Barker wrote that the financial setback the company is experiencing from its accounts scandal has been "embedded" in the Street's estimates, thus driving the upgrade. He added that the Street's estimates for Wells, which have dropped in fiscal year 2017, are healthy for the stock because they better represent the financial situation of the company. Wells' stock is now trading in line with a slight discount compared to its peers, Barker wrote.

The analyst still expects the company to have slower earnings growth compared to its peers. But he projected a more sustainable EPS during volatile times versus its peers because of the company's diverse businesses and strong deposit base.

Barker increased the company's price target to $55 from $52.

Notable reiterations

* Sandler O'Neill & Partners analyst R. Scott Siefers reiterated his "hold" rating for Wells Fargo & Co. after the company's board released the findings of its independent investigation in connection with the bank's sales scandal.

One of the main causes of the sales scandal is the "cultural distortion in community banks and [Wells Fargo's] decentralized structure," Siefers wrote.

The analyst noted that while the board was critical of the company's previous management, sales culture and structure, the report had no "new bombshells" that would open new issues. Siefers wrote that he does not see any specific catalyst to drive shares to outperform, given the massive damage caused by the scandal.

The analyst maintained his price target at $59.

* Sandler O'Neill analyst Tim O'Brien reiterated his "buy" rating for Los Angeles-based CU Bancorp, following the announcement of its pending deal with Beverly Hills, Calif.-based PacWest Bancorp. He also increased his price target to $44 from $43.

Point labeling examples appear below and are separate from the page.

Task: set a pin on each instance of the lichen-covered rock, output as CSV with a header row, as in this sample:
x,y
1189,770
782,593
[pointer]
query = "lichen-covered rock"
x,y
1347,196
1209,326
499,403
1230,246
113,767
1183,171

O'Brien wrote that the cash-and-stock deal, which is valued at $705 million, or $39.45 per share, would mutually benefit the companies because of the similarities in their cultures, client bases, funding sources and markets.

Furthermore, the analyst noted that the deal price, at 284% of tangible book value and 23x his 2017 EPS estimate, is a "compelling value" for CU Bancorp shareholders. The deal price also comes with an 18% core deposit premium, the analyst wrote.

CU Bancorp offers a strong core deposit base, a valuable book of small- and medium-sized business clients, strong credit quality, and a high degree of asset sensitivity, O'Brien wrote.